Video Transcript
Find the solution set of 𝑥 plus two over two equals 12 over 𝑥 in the real numbers.
The solution set means we’re looking for the set of all values of the variable — in this case, that’s 𝑥 — which satisfy the given equation. And we’re told that we’re only interested in values of 𝑥 which exist in the real numbers.
Now, at first glance, this equation looks a little complex because it involves fractions. And in fact we can see that the variable we’re solving for, 𝑥, is in the denominator of one of these fractions. However, both denominators can be eliminated by cross multiplying. Multiplying both sides by two and 𝑥, we achieve 𝑥 multiplied by 𝑥 plus two is equal to 12 multiplied by two. On the right-hand side, 12 multiplied by two is 24. And on the left-hand side, we need to distribute this factor of 𝑥 over our parentheses. 𝑥 multiplied by 𝑥 gives 𝑥 squared, and 𝑥 multiplied by two gives two 𝑥. So we have 𝑥 squared plus two 𝑥 is equal to 24.
Next, we wish to collect all of the terms on the same side of the equation. And subtracting 24 from each side will achieve this, giving 𝑥 squared plus two 𝑥 minus 24 is equal to zero.
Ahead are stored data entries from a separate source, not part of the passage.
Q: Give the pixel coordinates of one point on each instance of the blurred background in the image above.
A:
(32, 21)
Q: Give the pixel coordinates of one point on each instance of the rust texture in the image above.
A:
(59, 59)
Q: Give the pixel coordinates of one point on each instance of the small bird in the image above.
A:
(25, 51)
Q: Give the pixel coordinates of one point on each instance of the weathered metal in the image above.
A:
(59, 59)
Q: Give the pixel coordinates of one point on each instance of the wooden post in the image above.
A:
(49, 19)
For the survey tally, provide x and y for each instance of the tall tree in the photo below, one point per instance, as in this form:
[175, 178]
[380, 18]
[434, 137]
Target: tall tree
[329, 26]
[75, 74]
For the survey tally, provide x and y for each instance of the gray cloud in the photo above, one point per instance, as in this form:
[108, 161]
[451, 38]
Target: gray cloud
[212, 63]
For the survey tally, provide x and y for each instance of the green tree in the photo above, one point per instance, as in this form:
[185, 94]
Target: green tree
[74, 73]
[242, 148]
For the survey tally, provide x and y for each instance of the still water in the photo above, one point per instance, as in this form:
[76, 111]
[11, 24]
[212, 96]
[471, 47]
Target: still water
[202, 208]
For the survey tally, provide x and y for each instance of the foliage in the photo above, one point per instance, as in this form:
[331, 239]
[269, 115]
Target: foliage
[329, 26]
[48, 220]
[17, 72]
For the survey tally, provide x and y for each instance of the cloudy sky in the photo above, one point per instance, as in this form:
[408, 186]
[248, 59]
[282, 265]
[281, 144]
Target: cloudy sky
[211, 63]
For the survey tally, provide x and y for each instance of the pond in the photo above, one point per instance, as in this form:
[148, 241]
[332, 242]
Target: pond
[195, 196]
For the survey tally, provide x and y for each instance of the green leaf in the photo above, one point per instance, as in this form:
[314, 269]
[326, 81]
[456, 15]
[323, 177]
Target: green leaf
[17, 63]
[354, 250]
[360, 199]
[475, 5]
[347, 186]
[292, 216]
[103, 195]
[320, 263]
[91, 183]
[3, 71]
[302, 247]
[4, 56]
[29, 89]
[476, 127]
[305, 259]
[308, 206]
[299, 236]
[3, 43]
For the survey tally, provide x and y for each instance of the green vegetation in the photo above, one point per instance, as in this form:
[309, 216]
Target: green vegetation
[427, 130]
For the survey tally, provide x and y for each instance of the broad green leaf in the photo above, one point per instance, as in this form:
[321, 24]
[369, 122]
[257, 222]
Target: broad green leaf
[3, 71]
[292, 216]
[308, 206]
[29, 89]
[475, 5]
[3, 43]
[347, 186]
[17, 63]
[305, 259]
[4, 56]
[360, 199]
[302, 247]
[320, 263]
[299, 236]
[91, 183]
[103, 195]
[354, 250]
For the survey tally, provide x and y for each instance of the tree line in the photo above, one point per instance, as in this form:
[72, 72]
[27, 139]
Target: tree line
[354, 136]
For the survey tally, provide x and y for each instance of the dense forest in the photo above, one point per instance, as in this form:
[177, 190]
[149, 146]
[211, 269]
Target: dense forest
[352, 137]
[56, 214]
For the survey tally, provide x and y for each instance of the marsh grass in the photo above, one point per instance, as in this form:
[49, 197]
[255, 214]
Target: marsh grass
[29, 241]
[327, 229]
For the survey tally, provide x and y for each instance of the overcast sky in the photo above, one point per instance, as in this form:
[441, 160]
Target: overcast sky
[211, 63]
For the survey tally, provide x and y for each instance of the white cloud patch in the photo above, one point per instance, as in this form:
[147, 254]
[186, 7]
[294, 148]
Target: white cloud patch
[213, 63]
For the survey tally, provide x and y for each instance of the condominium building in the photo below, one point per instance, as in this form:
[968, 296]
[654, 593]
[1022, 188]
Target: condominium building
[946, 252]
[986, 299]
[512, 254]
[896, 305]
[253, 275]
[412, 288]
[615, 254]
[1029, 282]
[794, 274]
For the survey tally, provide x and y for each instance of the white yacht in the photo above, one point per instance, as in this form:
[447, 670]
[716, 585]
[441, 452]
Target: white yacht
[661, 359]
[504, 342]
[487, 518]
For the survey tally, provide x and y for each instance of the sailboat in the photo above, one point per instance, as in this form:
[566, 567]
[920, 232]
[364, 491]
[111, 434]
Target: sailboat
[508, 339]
So we’ve taken a relatively complicated-looking equation, which we may not immediately recognize as a quadratic. And by rearranging, we’ve written it in the form 𝑎𝑥 squared plus 𝑏𝑥 plus 𝑐 is equal to zero, the most easily recognizable form of a quadratic equation.
We’re going to try to solve this equation by factoring. First, we note that the coefficient of 𝑥 squared is one, which means that the first term in each of our set of parentheses is simply 𝑥 because 𝑥 multiplied by 𝑥 gives 𝑥 squared. To complete our parentheses, we’re then looking for two numbers which sum to the coefficient of 𝑥 — that’s positive two — and whose product is the constant term — that’s negative 24.
Listing the factor pairs of 24 can help here. The factor pairs are one and 24, two and 12, three and eight, and four and six. We know though that in order to make negative 24, we need one of these numbers to be negative and the other to be positive. If we choose the final factor pair and if we make the four negative, so we have negative four and six, then these two numbers do have a product of negative 24. And they also have a sum of positive two. So these are the two numbers we’re looking for to complete our parentheses. The factored form of our quadratic then is 𝑥 plus six multiplied by 𝑥 minus four is equal to zero.
Remember, we can write these factors in any order. To solve our quadratic equation from this stage, we recall that if two factors multiply to give zero, this is only possible if at least one factor is itself zero. So we take each factor in turn, set it equal to zero, and then solve the resulting linear equation. We have either 𝑥 plus six equals zero or 𝑥 minus four equals zero.
The first equation can be solved by subtracting six from each side to give 𝑥 equals negative six and the second by adding four to each side to give 𝑥 equals four. We found then that there are two values in the solution set of this equation, the values negative six and four. We can of course check either or both of these values by substituting back into the original equation. For example, when 𝑥 equals four, the left-hand side becomes four plus two over two. That’s six over two, which is equal to three. And the right-hand side becomes 12 over four, which is also equal to three. And so this confirms that 𝑥 equals four is a valid solution for this equation.
We can then do the same for 𝑥 equals negative six if we wish. So we’ve found the solution set of this equation. It’s the set of values negative six, four.